While the Draft Guidance gives specific direction on dimensional aspects of the size difference of tablets and capsules that may be permissible and how to calculate such differences, it also provides the following narrative on shape influences:
“For any given size, certain shapes may be easier to swallow than others. In vitro studies suggest that flat tablets have greater adherence to the esophagus than capsule-shaped tablets. Studies in humans have also suggested that oval tablets may be easier to swallow and have faster esophageal transit times than round tablets of the same weight. Patient compliance with medication regimens may be influenced by the size and shape of a tablet or capsule.”

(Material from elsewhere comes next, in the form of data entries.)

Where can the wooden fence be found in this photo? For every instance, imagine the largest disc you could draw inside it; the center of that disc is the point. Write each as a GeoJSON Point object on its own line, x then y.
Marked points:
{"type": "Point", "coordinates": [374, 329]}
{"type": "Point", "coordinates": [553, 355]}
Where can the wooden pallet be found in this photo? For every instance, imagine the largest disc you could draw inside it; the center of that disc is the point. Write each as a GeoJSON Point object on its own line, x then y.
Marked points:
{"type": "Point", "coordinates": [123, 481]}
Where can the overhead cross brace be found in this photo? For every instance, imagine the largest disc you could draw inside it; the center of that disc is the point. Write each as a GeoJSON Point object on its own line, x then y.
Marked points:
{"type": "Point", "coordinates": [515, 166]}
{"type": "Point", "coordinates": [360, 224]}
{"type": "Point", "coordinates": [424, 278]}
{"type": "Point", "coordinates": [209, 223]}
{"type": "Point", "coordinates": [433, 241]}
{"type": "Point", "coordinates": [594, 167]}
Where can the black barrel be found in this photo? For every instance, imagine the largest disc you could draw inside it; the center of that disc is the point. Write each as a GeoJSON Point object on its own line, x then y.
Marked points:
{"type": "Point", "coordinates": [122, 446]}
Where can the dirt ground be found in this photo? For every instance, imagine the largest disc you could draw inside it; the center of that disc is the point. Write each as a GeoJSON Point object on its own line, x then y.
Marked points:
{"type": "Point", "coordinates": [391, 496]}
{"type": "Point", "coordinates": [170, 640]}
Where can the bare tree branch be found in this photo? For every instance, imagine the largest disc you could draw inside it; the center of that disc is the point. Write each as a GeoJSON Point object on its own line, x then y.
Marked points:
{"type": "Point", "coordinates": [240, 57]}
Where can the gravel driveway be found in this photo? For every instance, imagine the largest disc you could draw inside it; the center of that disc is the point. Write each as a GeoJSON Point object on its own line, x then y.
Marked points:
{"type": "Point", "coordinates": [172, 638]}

After the passage of Hatch-Waxman in 1984, these functionality issues were seldom if ever considered in the review of an ANDA. However, with various patents covering the brand drug that may dictate specific ratios of active and inactive ingredients that cause the generic firms to make products of differing sizes or shape to avoid patent infringement and/or in an effort to differentiate their product or to avoid a potential trade dress infringement problem, generic manufacturers have historically tried to make their products look different from their brand name counter parts. But like many other approaches in business, if you wait long enough, everything seems to come full circle and the Draft Guidance now suggests that the ANDA applicant make an effort to achieve “… comparable ease of swallowing as well as patient acceptance and compliance with treatment regimens, the Agency recommends that generic oral tablets and capsules intended to be swallowed intact should be of a similar size to their corresponding RLD.” And “[I]n addition to the size recommendations described above, we recommend manufacturing tablets and capsules that have a similar shape or have a shape that has been found to be easier to swallow compared with the shape of the RLD. Evaluating and comparing the largest cross sectional areas of the RLD and generic product is one strategy to quantify changes in shape.”
Thus, generic manufacturers need to begin looking at “functionality” issues at the time of initial drug development, so they will not have to redesign their products prior to approval. The Draft Guidance document discussed in this post does not cover already approved products, but the Agency notes that if it becomes aware of a specific problem it will ask the ANDA applicant to address it.